339 US 255 Order of Ry Conductors of America v. Southern Ry Co

339 U.S. 255

70 S.Ct. 585

94 L.Ed. 811

ORDER OF RY. CONDUCTORS OF AMERICA
v.
SOUTHERN RY. CO.

No. 438.

Argued Feb. 8—9, 1950.

Decided April 10, 1950.

Mr. V. C. Shuttleworth, Cedar Rapids, Iowa, for petitioner.

Mr. W. Scott Mcagill, Washington, D.C., for respondent.

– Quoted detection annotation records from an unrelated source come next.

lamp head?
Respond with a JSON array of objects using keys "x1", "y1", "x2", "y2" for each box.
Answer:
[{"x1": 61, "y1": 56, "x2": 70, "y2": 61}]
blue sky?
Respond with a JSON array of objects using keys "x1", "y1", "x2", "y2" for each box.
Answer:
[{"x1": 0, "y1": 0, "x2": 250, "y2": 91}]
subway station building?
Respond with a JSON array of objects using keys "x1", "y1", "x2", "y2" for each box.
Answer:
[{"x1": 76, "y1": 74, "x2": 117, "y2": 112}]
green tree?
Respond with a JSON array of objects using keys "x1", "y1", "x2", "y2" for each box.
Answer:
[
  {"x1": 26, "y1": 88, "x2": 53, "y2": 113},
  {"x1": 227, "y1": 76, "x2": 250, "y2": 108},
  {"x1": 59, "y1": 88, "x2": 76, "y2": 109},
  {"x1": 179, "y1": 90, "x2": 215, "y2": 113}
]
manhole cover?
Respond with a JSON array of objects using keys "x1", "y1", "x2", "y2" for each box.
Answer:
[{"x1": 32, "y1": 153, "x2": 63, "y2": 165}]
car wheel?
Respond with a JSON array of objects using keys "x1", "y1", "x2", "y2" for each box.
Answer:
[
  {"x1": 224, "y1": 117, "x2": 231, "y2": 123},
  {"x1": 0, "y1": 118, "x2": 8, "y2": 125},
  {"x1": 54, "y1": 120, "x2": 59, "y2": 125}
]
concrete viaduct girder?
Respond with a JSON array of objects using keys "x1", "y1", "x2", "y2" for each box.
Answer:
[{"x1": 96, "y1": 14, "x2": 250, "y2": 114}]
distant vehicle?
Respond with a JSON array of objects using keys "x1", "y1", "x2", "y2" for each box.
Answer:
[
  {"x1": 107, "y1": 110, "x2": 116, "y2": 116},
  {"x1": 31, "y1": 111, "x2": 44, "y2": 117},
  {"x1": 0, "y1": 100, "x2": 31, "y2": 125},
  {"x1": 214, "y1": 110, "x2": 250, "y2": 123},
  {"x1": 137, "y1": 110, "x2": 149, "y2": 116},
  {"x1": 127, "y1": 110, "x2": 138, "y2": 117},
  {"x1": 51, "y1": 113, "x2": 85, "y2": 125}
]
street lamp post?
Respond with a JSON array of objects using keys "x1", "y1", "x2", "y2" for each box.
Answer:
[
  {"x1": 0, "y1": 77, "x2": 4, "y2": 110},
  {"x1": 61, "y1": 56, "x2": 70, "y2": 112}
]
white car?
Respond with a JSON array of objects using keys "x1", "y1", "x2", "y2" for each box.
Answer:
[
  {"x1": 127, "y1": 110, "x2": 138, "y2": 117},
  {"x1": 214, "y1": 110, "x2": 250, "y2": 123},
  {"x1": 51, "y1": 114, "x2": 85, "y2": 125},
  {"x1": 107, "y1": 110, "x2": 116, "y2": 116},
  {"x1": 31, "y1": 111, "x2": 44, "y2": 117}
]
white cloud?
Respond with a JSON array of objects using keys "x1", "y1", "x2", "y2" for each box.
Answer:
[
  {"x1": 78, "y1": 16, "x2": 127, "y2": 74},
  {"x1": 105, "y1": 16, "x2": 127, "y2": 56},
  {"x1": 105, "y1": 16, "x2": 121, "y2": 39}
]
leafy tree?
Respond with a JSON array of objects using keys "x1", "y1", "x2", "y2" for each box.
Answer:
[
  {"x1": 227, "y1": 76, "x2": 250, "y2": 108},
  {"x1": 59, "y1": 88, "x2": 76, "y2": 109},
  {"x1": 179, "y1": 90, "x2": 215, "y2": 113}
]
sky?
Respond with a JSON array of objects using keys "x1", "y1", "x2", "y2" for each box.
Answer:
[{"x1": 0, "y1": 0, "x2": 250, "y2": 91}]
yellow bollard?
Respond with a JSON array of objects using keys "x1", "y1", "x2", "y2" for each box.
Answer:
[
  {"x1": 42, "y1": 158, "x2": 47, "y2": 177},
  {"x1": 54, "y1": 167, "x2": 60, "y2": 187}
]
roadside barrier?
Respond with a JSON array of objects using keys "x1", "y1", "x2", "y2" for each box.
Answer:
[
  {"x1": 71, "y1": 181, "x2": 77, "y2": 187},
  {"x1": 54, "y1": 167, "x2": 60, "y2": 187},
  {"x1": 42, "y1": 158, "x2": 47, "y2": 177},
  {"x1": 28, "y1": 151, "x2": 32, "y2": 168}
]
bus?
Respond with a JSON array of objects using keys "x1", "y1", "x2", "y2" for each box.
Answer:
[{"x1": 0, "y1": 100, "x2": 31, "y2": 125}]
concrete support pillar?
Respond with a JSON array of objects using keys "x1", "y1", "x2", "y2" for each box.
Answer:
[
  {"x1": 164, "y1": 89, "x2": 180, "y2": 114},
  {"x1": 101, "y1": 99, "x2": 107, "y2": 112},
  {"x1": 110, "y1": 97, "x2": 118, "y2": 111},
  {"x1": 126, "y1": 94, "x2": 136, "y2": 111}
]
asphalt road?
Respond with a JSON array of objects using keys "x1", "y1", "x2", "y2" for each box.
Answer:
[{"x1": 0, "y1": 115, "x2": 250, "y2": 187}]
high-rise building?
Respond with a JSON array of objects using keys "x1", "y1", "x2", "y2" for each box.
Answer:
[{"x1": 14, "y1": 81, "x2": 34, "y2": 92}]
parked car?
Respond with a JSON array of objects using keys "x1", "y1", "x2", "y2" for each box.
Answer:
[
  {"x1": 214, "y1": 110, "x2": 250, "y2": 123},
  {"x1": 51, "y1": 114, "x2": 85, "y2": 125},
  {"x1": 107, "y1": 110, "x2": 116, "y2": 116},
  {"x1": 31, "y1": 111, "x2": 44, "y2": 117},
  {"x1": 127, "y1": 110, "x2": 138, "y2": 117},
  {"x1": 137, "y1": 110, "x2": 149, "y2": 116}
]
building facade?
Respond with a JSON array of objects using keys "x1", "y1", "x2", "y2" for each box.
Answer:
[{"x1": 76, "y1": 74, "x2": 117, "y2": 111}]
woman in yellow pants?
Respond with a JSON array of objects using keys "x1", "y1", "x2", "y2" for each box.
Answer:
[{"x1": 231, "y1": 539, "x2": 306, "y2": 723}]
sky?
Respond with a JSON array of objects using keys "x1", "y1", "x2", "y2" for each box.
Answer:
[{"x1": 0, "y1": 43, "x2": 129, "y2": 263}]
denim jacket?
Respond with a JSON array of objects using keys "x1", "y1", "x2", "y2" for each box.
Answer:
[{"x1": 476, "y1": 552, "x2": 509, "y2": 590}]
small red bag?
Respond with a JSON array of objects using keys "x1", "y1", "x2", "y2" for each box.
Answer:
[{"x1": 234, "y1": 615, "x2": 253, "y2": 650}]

Mr. Justice BLACK delivered the opinion of the Court.

1

This case raises the same statutory question as Slocum v. Delaware, L. & W.R. Co., 339 U.S. 239, 70 S.Ct. 577. The petitioner, Order of Railway Conductors, is the only accredited bargaining representative of conductors employed by the respondent Southern Railway. A dispute arose between certain conductors and the railroad concerning the railroad's obligation under the collective-bargaining agreement to give conductors extra pay for certain services. The claims of the conductors were referred to the union, which sought by negotiation to persuade the railroad to pay. The railroad refused, and thereafter prayed a South Carolina state court for a declaratory judgment interpreting the agreement as not requiring the claimed payments. The trial court first refused to exercise jurisdiction. Citing Order of Conductors v. Pitney, 326 U.S. 561, 66 S.Ct. 322, 90 L.Ed. 318, it held that state courts, like federal courts, should leave settlement of such disputes to the National Railroad Adjustment Board. The state Supreme Court reversed, holding that the state court did have power to interpret the bargaining agreement and adjudicate the dispute. 210 S.C. 121, 41 S.E.2d 774. After a lengthy trial the lower court held that the collective agreement did not require the compensation sought by the conductors and entered the declaratory judgment requested. The Supreme Court affirmed. 215 S.C. 280, 54 S.E.2d 816.

2

For reasons set out in the Slocum case, 339 U.S. 239, 70 S.Ct. 577, we hold that the South Carolina state court was without power to interpret the terms of this agreement and adjudicate the dispute. We discuss this case separately because it sharply points up the conflicts that could arise from state court intervention in railroad-union disputes. After the railroad had sued in the state court, the union filed a petition for hearing and award before the Adjustment Board. The state court nevertheless proceeded to adjudicate the dispute. Sustaining the state court's action would invite races of diligence whenever a carrier or union preferred one forum to the other. And if a carrier or a union could choose a court instead of the Board, the other party would be deprived of the privilege conferred by § 3, First (i) of the Railway Labor Act, 48 Stat. 1191, 45 U.S.C. § 153, First (i), 45 U.S.C.A. § 153, First (i), which provides that after negotiations have failed 'either party' may refer the dispute to the appropriate division of the Adjustment Board.

3

The judgment of the South Carolina Supreme Court is reversed, and the cause is remanded for proceedings not inconsistent with this opinion.

4

It is so ordered.

5

Mr. Justice REED is of the view that the decision below should be affirmed for the reasons set out in his dissent in Slocum v. Delaware, L. & W.R. Co., 339 U.S. 239, 70 S.Ct. 577.

6

Mr. Justice DOUGLAS took no part in the consideration or decision of this case.